Sweat streams off my face like water cascading over a spillway. I am gaining on her, but my breathing is becoming ragged, and I can barely see. I pull to within ten yards of her. From the rear she looks great. Fantastic legs and ass. There is something about women who run. It is as if she senses someone is chasing her and she picks up the pace. As I come to the curve at the west end, a sharp pain grabs my side and suddenly I feel weak. Only five yards separate us. My eyes seem about to swim out of my head, but I squint to see the outline of her left breast on the curve. Packaged by the spandex, it looks magnificent.
She could be a model working out. I accelerate and am within two yards of her when my stomach turns over. I feel about to throw up. Immediately, I pull up and step off the track into the football field. Have I given myself a stroke? I put my hands on my hips and slowly make my way across the grass toward the bleachers on the north side. You idiot, I think to myself. What was I going to do if I caught up to her? I wipe my eyes with my shirt and realize I could have killed myself. My stomach feels better but my legs are wobbly.
As I cross the track to ascend the bleachers to the only exit, the blonde passes in front of me and is every bit as lovely in full profile as she appeared from behind. Fully focused on maintaining her long stride, she doesn’t even glance in my direction. She doesn’t know I’m alive.
“Hey, Gideon! You look terrible!”
Still half blinded by the sweat pouring off my head into my eyes, I look up toward the stands and see grinning at me my old friend and fellow lawyer Amy Gilchrist. We keep bumping into each other. First, classes in night law school, then she was in the prosecutor’s office while I was at the public defender’s, and we had some cases against each other. Now she’s in private practice, a grunt just like myself, hustling for cases and hoping the bills don’t come in all at once. I stagger across the surface of the track toward her. Her right leg is stretched across the metal railing that separates the bleachers from the track. She bends at the waist, making her torso parallel to her leg. Amy is short, compact, and cute as a but ton. If I weren’t almost twenty years older, I would have hit on her somewhere along the line in the last four years.

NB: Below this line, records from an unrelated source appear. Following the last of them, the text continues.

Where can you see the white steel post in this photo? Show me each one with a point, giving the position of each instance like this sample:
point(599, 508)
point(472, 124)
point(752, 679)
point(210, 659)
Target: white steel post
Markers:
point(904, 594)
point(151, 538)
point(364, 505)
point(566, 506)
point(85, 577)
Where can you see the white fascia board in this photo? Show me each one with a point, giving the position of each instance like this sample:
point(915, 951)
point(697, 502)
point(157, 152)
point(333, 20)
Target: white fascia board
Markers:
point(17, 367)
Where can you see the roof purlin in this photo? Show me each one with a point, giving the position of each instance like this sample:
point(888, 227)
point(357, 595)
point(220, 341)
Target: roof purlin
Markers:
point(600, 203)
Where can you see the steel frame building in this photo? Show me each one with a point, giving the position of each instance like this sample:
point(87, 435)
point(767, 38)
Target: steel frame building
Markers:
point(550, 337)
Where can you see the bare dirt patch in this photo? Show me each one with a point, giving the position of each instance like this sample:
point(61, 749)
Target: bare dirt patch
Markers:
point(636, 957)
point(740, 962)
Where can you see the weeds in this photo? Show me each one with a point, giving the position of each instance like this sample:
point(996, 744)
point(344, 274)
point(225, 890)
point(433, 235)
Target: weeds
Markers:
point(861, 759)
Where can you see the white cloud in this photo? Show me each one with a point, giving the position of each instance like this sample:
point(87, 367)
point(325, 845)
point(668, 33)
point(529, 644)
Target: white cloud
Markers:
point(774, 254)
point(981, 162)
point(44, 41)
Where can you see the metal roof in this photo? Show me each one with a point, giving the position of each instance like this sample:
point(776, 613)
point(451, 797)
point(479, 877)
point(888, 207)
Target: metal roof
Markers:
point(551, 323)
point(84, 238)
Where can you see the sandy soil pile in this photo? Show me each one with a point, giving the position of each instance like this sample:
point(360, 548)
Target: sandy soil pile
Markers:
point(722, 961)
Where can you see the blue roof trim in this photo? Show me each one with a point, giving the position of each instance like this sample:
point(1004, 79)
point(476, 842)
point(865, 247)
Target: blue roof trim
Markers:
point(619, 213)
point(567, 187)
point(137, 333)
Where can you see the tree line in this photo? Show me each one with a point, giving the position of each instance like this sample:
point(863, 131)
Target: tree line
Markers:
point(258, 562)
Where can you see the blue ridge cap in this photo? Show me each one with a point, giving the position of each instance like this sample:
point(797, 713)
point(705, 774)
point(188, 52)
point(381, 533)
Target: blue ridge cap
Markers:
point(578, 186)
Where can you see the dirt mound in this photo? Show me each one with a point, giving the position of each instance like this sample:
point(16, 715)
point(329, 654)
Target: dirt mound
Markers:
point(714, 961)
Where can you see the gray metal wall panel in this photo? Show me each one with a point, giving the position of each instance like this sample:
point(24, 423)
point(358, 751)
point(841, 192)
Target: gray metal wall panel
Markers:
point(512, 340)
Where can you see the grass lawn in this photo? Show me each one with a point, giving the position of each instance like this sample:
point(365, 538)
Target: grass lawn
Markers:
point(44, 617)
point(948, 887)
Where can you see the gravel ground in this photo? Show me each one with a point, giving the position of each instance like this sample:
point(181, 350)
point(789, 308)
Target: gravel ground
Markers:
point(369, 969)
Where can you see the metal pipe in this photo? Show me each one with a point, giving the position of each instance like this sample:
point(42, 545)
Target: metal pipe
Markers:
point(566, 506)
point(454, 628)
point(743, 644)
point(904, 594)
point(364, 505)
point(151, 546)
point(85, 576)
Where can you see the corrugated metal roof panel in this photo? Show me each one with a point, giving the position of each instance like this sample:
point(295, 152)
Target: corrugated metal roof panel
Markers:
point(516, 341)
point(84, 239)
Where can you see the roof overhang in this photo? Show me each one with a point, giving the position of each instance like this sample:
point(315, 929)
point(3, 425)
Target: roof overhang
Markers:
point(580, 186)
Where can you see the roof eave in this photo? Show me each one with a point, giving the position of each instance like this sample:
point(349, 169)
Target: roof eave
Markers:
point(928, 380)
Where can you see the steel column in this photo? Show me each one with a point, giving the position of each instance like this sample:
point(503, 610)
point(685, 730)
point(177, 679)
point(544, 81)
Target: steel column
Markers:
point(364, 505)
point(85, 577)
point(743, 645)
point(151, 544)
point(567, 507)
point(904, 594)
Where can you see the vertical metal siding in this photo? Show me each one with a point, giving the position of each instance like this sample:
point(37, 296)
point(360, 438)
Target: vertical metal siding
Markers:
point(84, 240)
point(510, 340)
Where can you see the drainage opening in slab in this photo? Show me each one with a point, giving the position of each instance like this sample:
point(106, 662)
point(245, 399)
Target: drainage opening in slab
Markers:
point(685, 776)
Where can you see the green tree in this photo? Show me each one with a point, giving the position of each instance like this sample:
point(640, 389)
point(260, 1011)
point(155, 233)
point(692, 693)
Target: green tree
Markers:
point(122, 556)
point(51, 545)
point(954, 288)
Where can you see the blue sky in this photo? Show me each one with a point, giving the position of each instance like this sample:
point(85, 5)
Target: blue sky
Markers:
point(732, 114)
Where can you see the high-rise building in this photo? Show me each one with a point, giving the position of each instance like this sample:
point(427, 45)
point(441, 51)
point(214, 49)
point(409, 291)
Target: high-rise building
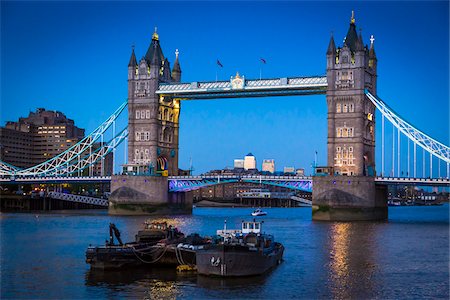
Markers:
point(268, 166)
point(42, 135)
point(249, 162)
point(238, 163)
point(289, 170)
point(300, 172)
point(37, 138)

“If you were any more subtle, Gilchrist,” I say, wiping my face with my arm, “you’d be mistaken for a blow torch.”
Amy touches the toes of her Nikes, a feat I haven’t managed in years. Dressed in short shorts, a T-shirt that advertises a 10K race in Hot Springs, and spotless shoes, she looks damn good.
“You looked like you were chasing that blonde,” she says, nodding with her chin toward the east end of the track.
“But she was too fast for you.”
I climb the concrete steps and collapse on the first row beside her.
“Everybody’s too fast for me,” I say, too tired to lie.
“You need some water,” she says handing me the plastic container beside her.
“And your hair looks like it’s been electrocuted.”
Instinctively, I feel my head. My hair is mashed up on the sides and I smooth it down. My bald spot feels like the size of a crater on the moon. I must look like a jogger from hell. No wonder the blonde speeded up.
“Gilchrist, how have I been coping without you?” I say, taking a swig of water from the blue jug. If she is worried about germs, she shouldn’t have offered.